Collections (List, Set, Bag, Map)

GDS also provides a way to keep uninitialized collections as is. When the externalizer encounters an uninitialized collection, it does not try to serialize its content and marks it as uninitialized. This information is kept in ActionScript 3 beans and when this bean is given back to the server (e.g., for an update), the externalizer recreates a lazy initialized collection in Java. This gives you a good control over serialization depth, as you do not face the risk of serializing the entire graph of your data, and prevents faulty updates (i.e., an empty collection is saved and deletes database data while it was only uninitialized).

For example, in this persistent set:

package test.granite.ejb3.entity;

import java.util.HashSet;
import java.util.Set;

...
import javax.persistence.CascadeType;
import javax.persistence.FetchType;
import javax.persistence.OneToMany;

@Entity
public class Person extends AbstractEntity {
    ...
    @OneToMany(cascade=CascadeType.ALL, fetch=FetchType.LAZY, mappedBy="person")
    private Set<Contact> contacts = new HashSet<Contact>();
    ...
    public Set<Contact> getContacts() {
        return contacts;
    }
    public void setContacts(Set<Contact> contacts) {
        this.contacts = contacts;
    }
}

// code for Contact skipped...

and:

package test.granite.ejb3.entity {

    ...
    import mx.collections.ListCollectionView;

    [Bindable]
    [RemoteClass(alias="test.granite.ejb3.entity.Person")]
    public class Person implements IExternalizable {

        ...
        private var _contacts:ListCollectionView;
        ...
        public function set contacts(value:ListCollectionView):void {
            _contacts = value;
        }
        public function get contacts():ListCollectionView{
            return _contacts;
        }
        ...
        public override function readExternal(input:IDataInput):void {
            ...
            _contacts = input.readObject() as ListCollectionView;
            ...
        }
        public override function writeExternal(output:IDataOutput):void {
            ...
            output.writeObject(_contacts);
            ...
        }
}

// code for Contact skipped...

The actual, persistence aware, mx.collections.ListCollectionView implementation is part of a GDS Flex library (granite-essentials.swc) that contains all AS3 classes you need in order to use the lazy loaded collections feature.
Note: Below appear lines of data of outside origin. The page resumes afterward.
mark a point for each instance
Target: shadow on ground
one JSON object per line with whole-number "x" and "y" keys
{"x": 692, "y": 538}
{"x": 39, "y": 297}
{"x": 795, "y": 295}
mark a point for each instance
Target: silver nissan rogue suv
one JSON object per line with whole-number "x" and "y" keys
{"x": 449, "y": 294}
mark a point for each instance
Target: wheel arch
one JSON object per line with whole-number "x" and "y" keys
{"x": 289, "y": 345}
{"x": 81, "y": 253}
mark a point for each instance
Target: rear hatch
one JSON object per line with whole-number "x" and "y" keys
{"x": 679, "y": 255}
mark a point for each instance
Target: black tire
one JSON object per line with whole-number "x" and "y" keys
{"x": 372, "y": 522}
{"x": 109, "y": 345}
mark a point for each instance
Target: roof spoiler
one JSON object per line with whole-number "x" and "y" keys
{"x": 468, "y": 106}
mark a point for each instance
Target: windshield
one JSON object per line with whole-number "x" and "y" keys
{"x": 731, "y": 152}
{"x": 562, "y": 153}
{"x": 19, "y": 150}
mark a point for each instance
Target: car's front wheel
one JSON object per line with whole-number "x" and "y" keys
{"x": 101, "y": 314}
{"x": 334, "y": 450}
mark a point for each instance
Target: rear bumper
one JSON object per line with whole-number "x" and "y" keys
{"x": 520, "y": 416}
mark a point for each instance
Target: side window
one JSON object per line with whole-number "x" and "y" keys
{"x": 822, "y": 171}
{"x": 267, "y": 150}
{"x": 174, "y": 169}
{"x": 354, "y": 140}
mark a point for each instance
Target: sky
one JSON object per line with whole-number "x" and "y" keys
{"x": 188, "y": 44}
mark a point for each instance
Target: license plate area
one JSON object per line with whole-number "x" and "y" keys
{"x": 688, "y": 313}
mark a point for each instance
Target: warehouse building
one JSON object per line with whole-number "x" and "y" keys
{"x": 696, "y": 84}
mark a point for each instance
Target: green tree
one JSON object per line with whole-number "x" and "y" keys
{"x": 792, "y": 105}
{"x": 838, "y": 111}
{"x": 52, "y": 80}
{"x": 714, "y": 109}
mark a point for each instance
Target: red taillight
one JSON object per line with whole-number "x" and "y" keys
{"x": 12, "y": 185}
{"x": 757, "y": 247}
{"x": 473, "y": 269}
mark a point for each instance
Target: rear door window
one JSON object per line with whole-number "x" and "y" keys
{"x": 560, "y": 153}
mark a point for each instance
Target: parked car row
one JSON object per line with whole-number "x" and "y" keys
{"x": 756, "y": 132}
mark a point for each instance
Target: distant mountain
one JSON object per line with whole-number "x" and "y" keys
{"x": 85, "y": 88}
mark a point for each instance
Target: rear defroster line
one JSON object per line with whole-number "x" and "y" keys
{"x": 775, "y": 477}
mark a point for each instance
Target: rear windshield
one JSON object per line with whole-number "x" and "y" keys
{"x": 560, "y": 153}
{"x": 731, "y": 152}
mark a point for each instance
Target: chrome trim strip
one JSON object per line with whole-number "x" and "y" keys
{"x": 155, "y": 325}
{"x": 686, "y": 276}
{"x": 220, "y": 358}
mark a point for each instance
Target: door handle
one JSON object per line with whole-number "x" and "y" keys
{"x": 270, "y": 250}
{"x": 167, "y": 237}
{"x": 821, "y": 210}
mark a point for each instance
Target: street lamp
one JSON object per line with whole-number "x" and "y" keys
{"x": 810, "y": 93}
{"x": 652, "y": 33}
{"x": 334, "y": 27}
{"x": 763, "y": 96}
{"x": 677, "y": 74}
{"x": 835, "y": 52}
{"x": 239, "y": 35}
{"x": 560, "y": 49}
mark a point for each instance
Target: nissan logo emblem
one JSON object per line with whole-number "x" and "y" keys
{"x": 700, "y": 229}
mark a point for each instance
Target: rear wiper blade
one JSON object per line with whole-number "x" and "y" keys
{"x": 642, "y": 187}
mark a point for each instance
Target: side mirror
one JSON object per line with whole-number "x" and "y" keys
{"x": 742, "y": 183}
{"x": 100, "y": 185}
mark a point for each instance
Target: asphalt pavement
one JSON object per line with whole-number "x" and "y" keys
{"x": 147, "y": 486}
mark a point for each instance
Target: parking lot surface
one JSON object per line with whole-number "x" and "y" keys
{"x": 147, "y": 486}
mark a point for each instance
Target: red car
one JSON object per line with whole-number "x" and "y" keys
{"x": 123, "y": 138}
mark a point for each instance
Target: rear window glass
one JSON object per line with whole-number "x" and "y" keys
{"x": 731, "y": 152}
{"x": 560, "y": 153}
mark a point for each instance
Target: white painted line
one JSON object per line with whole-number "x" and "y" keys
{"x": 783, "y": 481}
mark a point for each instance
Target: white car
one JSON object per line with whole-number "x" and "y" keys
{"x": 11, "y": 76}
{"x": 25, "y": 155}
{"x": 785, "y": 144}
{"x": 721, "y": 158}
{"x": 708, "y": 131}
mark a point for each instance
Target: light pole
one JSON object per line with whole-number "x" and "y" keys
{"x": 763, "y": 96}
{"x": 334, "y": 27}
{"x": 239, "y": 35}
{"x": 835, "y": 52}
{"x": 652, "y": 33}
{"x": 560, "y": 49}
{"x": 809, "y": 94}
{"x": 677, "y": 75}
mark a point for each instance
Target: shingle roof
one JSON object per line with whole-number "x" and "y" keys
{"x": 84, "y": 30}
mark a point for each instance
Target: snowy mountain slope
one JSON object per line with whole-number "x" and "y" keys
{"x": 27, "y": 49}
If GDS encounters an uninitialized Set, it is serialized as a org.granite.persistence.PersistentSet that contains some extra data indicating its intitialization state.

Other persistent collections, such as List, Bag, and Map, are handled in a similar manner. Please download graniteds-2.0.0.GA.zip and look at the examples/granite_ejb3 sample for a more advanced data model.

GDS/JPA uses mx.core.IUID for all entity beans. See a long Hibernate discussion here about equals/hashCode/collection problems and the use of UUIDs. This is only an implementation choice and you are free to code whatever you want.